La première chose à garder à l'esprit, surtout dans les circonstances actuelles, est que bien que l'Église soit sainte, elle contient des pécheurs dans son sein, comme l'a affirmé explicitement le Concile Vatican II.

Notre foi n'est pas affirmée ou fondée sur le visage humain de l'Église, ni sur ses carences, mais sur le Seigneur Jésus, notre Dieu et seul Sauveur.

L'apôtre Paul a déjà dit que "les Juifs exigent des miracles, et les Grecs recherchent la sagesse, mais nous proclamons le Christ crucifié, qui est un scandale pour les Juifs et une folie pour les Gentils (païens).... un Christ qui est la puissance de Dieu et la sagesse de Dieu" (1 Co 1:22-24). C'est Lui qui est notre rocher et notre rocher, et non pas les hommes qui non seulement cèdent parfois, mais qui ne sont pas toujours à la hauteur de la tâche.

La foi ne contredit pas la raison, mais elle nous introduit dans un monde qui dépasse de loin nos expériences et notre raisonnement.

La Bible, vue d'un point de vue scientifique, est un repère admirable de la sagesse et de la littérature humaine, mais vu avec les yeux de la foi, c'est la Parole de Dieu.

La mort de Jésus est humainement considérée comme un crime méprisable et une injustice flagrante, mais à la lumière de la foi, c'est l'œuvre ultime du salut de l'humanité.

Les sacrements vus selon les seuls critères de la sociologie religieuse sont de simples expressions culturelles, mais à la lumière de la foi, ce sont des véhicules de grâce, de salut et d'union intime avec Dieu. Il est compréhensible que les personnes qui n'ont pas la foi ignorent son contenu, mais il n'est pas superflu de les inviter à respecter et même à faire des efforts bienveillants pour comprendre la perspective, très différente en fait, de ceux d'entre nous qui professent la foi chrétienne et catholique.

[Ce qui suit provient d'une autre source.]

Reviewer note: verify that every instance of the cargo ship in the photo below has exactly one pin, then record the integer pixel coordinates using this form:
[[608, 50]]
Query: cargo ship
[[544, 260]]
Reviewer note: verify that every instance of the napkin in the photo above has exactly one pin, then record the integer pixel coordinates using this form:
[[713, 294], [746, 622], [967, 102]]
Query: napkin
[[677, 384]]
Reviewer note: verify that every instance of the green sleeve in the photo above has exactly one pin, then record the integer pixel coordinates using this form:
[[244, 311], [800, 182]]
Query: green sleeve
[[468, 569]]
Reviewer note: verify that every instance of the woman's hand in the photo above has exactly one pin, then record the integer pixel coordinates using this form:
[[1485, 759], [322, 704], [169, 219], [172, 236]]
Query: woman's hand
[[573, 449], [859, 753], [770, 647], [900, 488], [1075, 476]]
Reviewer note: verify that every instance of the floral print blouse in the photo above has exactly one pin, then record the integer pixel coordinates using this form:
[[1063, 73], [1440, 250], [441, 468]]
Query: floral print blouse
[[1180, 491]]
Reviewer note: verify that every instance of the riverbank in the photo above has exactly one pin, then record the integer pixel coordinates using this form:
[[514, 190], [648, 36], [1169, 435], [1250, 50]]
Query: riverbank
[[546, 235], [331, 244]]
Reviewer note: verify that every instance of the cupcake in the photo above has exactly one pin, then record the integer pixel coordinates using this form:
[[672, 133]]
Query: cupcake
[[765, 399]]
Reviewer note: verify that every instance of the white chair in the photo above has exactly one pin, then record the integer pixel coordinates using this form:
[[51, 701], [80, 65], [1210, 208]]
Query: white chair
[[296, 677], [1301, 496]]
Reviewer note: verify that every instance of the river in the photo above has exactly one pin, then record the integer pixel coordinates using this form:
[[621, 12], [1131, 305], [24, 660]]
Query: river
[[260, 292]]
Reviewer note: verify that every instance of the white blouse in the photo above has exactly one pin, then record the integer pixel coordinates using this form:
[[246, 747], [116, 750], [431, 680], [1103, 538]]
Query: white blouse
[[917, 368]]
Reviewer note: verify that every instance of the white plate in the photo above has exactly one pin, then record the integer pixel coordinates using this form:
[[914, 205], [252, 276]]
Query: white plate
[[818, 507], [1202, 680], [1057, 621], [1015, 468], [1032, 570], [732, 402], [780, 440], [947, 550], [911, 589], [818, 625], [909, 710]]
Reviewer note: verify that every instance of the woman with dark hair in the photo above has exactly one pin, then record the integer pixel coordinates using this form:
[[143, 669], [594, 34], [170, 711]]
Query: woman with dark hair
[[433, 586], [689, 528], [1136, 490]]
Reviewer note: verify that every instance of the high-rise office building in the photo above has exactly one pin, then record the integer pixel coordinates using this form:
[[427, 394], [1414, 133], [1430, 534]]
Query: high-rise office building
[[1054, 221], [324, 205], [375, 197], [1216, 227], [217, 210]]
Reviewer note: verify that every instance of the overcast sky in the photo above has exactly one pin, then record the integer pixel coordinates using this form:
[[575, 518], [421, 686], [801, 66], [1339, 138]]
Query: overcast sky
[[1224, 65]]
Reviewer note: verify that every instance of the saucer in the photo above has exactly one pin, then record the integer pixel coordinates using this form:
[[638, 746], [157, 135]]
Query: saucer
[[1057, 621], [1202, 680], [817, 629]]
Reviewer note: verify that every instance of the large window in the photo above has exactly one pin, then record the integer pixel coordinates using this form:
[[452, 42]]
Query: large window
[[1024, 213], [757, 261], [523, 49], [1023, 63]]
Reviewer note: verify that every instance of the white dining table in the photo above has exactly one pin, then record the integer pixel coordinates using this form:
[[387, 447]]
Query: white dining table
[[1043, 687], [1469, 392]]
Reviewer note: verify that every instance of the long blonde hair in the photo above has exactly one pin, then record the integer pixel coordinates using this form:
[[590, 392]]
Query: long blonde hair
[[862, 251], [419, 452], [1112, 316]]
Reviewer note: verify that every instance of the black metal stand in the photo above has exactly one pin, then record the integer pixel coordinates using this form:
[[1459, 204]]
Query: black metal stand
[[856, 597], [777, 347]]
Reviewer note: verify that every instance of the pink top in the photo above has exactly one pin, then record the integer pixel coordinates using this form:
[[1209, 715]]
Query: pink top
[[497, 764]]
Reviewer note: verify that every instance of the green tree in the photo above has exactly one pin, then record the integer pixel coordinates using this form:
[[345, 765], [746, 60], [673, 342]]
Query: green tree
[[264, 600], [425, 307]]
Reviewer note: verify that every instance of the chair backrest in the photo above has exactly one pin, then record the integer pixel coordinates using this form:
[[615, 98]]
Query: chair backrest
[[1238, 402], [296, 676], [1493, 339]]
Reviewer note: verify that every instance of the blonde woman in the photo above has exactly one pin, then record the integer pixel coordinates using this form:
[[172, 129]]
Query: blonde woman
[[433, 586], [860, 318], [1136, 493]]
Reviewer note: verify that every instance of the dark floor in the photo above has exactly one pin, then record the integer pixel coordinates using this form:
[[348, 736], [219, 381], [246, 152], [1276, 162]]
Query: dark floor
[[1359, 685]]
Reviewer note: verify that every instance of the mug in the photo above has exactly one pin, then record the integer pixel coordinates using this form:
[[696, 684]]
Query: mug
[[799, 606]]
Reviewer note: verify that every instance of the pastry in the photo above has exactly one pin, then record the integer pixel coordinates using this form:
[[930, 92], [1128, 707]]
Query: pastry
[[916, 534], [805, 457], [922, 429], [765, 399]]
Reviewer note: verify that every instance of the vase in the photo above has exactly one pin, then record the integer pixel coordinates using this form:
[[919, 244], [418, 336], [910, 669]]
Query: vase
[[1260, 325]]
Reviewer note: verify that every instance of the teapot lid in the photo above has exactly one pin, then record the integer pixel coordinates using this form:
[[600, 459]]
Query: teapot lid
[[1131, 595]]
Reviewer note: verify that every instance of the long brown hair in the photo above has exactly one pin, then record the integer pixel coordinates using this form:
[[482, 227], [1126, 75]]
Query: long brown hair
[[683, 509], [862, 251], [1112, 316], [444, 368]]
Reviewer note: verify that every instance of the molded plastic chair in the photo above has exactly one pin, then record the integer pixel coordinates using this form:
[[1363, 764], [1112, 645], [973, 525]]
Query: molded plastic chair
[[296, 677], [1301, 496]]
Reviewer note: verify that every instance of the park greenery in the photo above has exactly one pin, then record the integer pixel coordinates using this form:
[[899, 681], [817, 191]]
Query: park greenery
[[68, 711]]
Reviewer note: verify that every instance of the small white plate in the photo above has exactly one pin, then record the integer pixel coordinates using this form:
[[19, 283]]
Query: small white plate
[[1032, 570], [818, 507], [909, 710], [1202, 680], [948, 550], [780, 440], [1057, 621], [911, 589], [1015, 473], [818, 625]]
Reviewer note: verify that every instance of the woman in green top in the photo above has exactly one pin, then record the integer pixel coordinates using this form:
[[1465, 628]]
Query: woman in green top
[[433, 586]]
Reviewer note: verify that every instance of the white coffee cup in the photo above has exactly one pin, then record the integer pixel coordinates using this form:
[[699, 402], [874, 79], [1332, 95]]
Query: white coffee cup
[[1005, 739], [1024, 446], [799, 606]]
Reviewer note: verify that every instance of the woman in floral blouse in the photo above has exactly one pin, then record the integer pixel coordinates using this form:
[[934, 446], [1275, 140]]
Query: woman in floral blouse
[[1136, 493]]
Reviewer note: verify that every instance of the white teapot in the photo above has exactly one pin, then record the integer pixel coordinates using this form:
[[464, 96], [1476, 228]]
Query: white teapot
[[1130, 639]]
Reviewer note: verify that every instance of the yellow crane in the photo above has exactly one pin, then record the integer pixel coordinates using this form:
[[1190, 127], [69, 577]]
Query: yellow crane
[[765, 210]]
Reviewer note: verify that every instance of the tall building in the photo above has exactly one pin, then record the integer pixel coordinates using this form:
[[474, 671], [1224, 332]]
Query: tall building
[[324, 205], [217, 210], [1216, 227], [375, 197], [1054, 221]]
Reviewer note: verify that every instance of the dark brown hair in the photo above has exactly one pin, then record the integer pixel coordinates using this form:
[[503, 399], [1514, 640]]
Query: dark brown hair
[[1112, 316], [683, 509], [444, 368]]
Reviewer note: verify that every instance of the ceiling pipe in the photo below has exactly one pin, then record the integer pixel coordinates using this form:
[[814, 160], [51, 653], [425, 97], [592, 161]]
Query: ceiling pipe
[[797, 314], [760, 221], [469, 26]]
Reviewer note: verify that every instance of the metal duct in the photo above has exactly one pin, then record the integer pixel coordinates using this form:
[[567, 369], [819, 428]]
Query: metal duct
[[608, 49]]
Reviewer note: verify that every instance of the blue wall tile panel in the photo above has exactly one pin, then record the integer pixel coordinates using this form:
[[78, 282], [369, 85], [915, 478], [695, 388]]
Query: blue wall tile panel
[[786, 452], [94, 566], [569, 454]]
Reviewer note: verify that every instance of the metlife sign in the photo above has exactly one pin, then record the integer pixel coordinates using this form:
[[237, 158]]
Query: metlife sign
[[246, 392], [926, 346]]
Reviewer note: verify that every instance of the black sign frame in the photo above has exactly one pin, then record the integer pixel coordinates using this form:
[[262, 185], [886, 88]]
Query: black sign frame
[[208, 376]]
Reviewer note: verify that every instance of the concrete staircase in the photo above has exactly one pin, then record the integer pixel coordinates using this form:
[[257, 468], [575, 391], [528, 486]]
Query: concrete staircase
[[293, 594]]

Ce serait un grand signe d'ignorance que d'ignorer l'histoire déplorable et déplorable de l'Église romaine au Xe siècle, mais il serait tout aussi déplorable d'ignorer qu'il y a eu des élus dans le catholicisme comme ils l'ont été, parmi tant d'autres, saint Grégoire VII ; Saint Louis IX, roi de France ; Saint Ferdinand III, roi de Castille et Léon ; Saint François d'Assise ; Sainte Catherine de Sienne ; Sainte Thérèse d'Avila ; Saint Ignace de Loyola ; Saint Pierre Claver, Saint Damien de Veuster et Sainte Thérèse de Calcutta, ainsi que les martyrs de tous les siècles.

On pourrait penser qu'il y a eu des laïcs et des pasteurs qui n'étaient pas toujours à la hauteur des défis de l'époque dans laquelle ils vivaient, mais il serait très injuste et faux d'ignorer le travail et l'héritage de ceux qui ont su reconnaître les signes des temps et les interpréter à la lumière de l'Évangile, selon la phrase heureuse inventée par le Concile Vatican II, et qui n'est pas toujours, malheureusement, citée dans son intégralité. Il ne serait pas honnête d'ignorer qu'il y a eu et il y a beaucoup de chrétiens, laïcs, évêques, prêtres et diacres qui servent généreusement et loyalement la mission que Jésus a confiée à son Église.

Amplifier indistinctement les déficiences et certainement les conduites répréhensibles et tirer des conclusions générales à partir des faits, malheureusement vrais et graves, quoique ponctuels, bien qu'ils aient été répétés, serait un signe lamentable de peu d'amour pour la vérité et même de superficialité.

Personne ne peut nier qu'il existe dans l'Église divers aspects et structures qui peuvent et doivent être améliorés.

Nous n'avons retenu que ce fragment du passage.